If z_{2} / z_{1} is purely imaginary and a and b are non - zero real

numbers, then ∣ ({a z}_{1} + {b z}_{2}) / ({a z}_{1} - {b z}_{2}) ∣ is equal to_____.

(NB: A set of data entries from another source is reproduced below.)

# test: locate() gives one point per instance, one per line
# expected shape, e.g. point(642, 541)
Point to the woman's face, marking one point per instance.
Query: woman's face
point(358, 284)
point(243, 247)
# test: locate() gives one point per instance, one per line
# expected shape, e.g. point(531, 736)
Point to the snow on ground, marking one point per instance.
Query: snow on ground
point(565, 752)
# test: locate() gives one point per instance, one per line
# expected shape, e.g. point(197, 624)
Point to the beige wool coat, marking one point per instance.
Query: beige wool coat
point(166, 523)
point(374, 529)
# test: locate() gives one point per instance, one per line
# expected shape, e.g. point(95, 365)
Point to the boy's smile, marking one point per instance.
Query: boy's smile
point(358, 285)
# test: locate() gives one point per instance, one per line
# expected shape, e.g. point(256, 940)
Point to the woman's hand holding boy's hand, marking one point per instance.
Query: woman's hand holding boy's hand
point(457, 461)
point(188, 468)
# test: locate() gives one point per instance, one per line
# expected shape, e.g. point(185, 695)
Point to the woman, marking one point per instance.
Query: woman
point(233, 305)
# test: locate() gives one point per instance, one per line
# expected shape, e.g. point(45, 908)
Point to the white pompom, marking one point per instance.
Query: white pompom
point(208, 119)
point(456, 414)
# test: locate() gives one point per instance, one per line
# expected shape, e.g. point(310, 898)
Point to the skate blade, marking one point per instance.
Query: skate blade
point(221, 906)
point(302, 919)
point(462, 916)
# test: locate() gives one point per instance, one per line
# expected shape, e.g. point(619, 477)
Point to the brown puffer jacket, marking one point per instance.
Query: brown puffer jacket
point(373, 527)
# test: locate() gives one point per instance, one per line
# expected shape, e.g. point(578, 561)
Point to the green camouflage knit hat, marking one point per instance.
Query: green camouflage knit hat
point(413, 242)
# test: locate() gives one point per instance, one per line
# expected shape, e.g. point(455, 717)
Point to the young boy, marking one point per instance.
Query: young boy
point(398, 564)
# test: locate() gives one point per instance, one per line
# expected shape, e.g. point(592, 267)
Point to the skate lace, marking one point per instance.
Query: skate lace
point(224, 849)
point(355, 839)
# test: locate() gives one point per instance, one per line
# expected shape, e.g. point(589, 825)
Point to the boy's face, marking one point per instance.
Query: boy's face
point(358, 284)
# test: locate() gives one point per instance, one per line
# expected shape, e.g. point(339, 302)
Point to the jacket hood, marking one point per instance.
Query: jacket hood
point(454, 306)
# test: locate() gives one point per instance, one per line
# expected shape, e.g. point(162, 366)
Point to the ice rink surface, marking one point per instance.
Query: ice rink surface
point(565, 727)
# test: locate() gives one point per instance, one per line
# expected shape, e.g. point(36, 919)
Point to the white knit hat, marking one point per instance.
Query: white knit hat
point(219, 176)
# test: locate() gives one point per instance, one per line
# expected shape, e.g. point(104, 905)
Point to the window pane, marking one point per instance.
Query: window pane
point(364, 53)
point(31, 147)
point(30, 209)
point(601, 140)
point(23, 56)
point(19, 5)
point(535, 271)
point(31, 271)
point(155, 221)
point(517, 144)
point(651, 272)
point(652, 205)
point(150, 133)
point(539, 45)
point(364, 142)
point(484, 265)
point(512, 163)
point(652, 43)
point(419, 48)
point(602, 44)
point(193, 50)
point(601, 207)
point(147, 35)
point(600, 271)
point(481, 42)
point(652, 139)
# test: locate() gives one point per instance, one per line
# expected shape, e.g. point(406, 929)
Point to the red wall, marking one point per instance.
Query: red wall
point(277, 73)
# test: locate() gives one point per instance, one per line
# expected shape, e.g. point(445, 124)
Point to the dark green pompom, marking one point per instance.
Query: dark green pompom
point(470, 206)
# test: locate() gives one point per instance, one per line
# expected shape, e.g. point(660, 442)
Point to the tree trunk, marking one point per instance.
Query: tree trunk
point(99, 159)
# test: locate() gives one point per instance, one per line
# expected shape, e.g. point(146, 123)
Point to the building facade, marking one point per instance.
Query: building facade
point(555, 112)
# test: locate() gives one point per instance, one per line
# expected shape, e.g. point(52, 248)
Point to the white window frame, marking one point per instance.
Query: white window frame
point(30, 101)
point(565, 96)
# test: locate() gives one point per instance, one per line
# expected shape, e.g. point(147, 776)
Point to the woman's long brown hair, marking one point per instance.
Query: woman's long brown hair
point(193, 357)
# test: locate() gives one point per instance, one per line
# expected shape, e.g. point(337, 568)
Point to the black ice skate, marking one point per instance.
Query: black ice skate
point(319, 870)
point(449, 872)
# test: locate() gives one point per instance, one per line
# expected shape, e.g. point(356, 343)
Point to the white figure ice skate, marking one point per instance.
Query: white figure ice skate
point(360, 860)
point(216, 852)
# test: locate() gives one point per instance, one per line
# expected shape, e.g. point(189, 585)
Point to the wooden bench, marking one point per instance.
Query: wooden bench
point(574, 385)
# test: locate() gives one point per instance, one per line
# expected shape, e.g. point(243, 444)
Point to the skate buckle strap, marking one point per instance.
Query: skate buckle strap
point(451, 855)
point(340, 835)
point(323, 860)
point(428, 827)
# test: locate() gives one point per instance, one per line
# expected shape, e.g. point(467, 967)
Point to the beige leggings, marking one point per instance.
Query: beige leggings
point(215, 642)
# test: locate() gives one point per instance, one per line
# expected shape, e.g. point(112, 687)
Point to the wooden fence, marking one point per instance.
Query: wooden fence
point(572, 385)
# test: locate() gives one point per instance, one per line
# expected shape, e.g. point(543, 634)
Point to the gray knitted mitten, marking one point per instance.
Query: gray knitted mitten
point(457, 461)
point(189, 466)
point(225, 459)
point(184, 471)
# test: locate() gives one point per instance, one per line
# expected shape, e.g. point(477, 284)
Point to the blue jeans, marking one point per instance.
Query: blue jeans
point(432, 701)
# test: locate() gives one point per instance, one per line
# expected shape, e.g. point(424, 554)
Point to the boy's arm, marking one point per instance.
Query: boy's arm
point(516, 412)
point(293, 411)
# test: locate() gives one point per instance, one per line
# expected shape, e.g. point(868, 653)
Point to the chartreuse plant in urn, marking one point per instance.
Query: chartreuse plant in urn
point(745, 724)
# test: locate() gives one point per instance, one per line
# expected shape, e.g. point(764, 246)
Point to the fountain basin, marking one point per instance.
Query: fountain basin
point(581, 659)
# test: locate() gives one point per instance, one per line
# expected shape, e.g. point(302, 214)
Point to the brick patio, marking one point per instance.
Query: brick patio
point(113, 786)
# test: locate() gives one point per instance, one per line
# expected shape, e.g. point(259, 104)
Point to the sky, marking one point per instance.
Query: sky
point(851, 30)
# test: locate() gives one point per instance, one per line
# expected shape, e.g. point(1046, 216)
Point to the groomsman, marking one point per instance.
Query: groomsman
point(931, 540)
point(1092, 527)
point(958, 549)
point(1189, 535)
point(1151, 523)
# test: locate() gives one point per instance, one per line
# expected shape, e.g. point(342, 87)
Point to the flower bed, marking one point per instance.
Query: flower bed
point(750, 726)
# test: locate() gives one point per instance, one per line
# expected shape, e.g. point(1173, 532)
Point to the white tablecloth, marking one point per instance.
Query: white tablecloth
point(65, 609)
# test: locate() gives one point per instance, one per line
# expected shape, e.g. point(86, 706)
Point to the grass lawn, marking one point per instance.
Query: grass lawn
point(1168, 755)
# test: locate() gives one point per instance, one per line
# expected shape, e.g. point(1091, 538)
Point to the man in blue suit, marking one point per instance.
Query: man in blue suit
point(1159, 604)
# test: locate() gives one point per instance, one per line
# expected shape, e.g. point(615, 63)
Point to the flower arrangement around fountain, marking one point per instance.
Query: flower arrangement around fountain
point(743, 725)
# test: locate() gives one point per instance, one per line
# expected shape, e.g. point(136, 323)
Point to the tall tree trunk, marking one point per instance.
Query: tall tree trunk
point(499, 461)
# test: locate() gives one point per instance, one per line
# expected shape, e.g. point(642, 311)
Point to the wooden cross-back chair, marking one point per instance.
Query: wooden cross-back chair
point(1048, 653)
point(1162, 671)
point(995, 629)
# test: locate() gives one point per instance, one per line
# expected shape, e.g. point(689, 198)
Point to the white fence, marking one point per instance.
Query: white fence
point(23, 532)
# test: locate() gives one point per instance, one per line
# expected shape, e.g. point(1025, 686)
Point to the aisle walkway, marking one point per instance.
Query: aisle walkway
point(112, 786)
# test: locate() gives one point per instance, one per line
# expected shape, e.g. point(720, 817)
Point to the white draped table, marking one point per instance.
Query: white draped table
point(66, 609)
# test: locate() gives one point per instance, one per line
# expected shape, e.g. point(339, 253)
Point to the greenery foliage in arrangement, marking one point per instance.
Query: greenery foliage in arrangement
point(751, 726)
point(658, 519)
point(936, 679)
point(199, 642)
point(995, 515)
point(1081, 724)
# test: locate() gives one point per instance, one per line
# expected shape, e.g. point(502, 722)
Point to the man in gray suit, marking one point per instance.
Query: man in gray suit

Answered by mr W last updated on 07/May/21

z_{2} = r_{2} e^{θ_{2} i}

z_{1} = r_{1} e^{θ_{1} i}

\frac{z_{2}}{z_{1}} = (\frac{r_{2}}{r_{1}}) e^{(θ_{2} - θ_{1}) i} = i m a g i n a r y

\Rightarrow θ_{2} - θ_{1} = \frac{(2 k + 1) π}{2}

\frac{{a z}_{1} + {b z}_{2}}{{a z}_{1} - {b z}_{2}} = \frac{{a r}_{1} e^{θ_{1} i} + {b r}_{2} e^{θ_{2} i}}{{a r}_{1} e^{θ_{1} i} - {b r}_{2} e^{θ_{2} i}}

= \frac{{a r}_{1} + {b r}_{2} e^{(θ_{2} - θ_{1}) i}}{{a r}_{1} - {b r}_{2} e^{(θ_{2} - θ_{1}) i}}

= \frac{{a r}_{1} + {b r}_{2} e^{\frac{2 k + 1}{2} i}}{{a r}_{1} - {b r}_{2} e^{\frac{2 k + 1}{2} i}}

= \frac{{a r}_{1} \pm {b r}_{2} i}{{a r}_{1} \mp {b r}_{2} i}

= \frac{z_{3}}{{\bar{z}}_{3}}

= \frac{r_{3} e^{θ_{3} i}}{r_{3} e^{- θ_{3} i}}

= e^{2 θ_{3} i}

∣ \frac{{a z}_{1} + {b z}_{2}}{{a z}_{1} - {b z}_{2}} ∣=∣ e^{2 θ_{3} i} ∣= 1

Commented by EnterUsername last updated on 07/May/21

Thank you, Sir